6. Is there a follow-up plan based on this research? If so, please elaborate.
Yes, there is a clear follow-up plan based on the findings. First, we plan to validate the protein biomarkers in clinical practice, with a particular focus on minimal-invasive approaches like blood-based biomarkers. Furthermore, we are considering collaborations with pharmaceutical companies to explore the therapeutic potential of the identified proteins, particularly those that show promise as druggable targets.
7. Without a doubt, AI is one of the hot topics of 2024, requiring extensive data support in its development. What assistance can biostatistics offer to the development of AI?

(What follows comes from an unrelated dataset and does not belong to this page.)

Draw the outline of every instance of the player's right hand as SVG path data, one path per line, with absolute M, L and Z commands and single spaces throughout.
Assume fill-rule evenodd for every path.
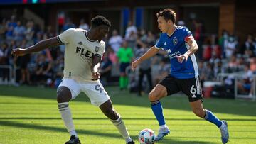
M 134 71 L 135 68 L 137 67 L 137 66 L 139 64 L 138 60 L 134 61 L 133 62 L 132 62 L 132 70 L 133 71 Z
M 23 48 L 15 48 L 11 50 L 11 54 L 16 57 L 23 56 L 26 55 L 25 49 Z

AI is largely grounded in data-driven algorithms and applications, whereas biostatistics delves deeper into theoretical frameworks. Biostatistics offers invaluable methodologies to derive meaningful and persuasive solutions tailored to the unique datasets encountered in research, while AI presents a more straightforward approach to addressing complex queries. In my point, statisticians should try to jump out of their traditional boundaries and embrace the realm of various big data, and AI developers should pay more attention on mathematical foundations. In the age of big data, no data scientist should overlook the fundamental challenges inherent in the data itself.
8. Besides the above questions, is there anything else about this achievement that you would like to add? If so, please add it below.
Another key takeaway from this work is the validation of the hypothesis that omics data, when combined with advanced AI models, can significantly enhance disease diagnosis, risk prediction, and therapeutic development. The ability to integrate omics data such as genomic, proteomic, metabolmic, and clinical data into cohesive models will further facilitate precision medicine.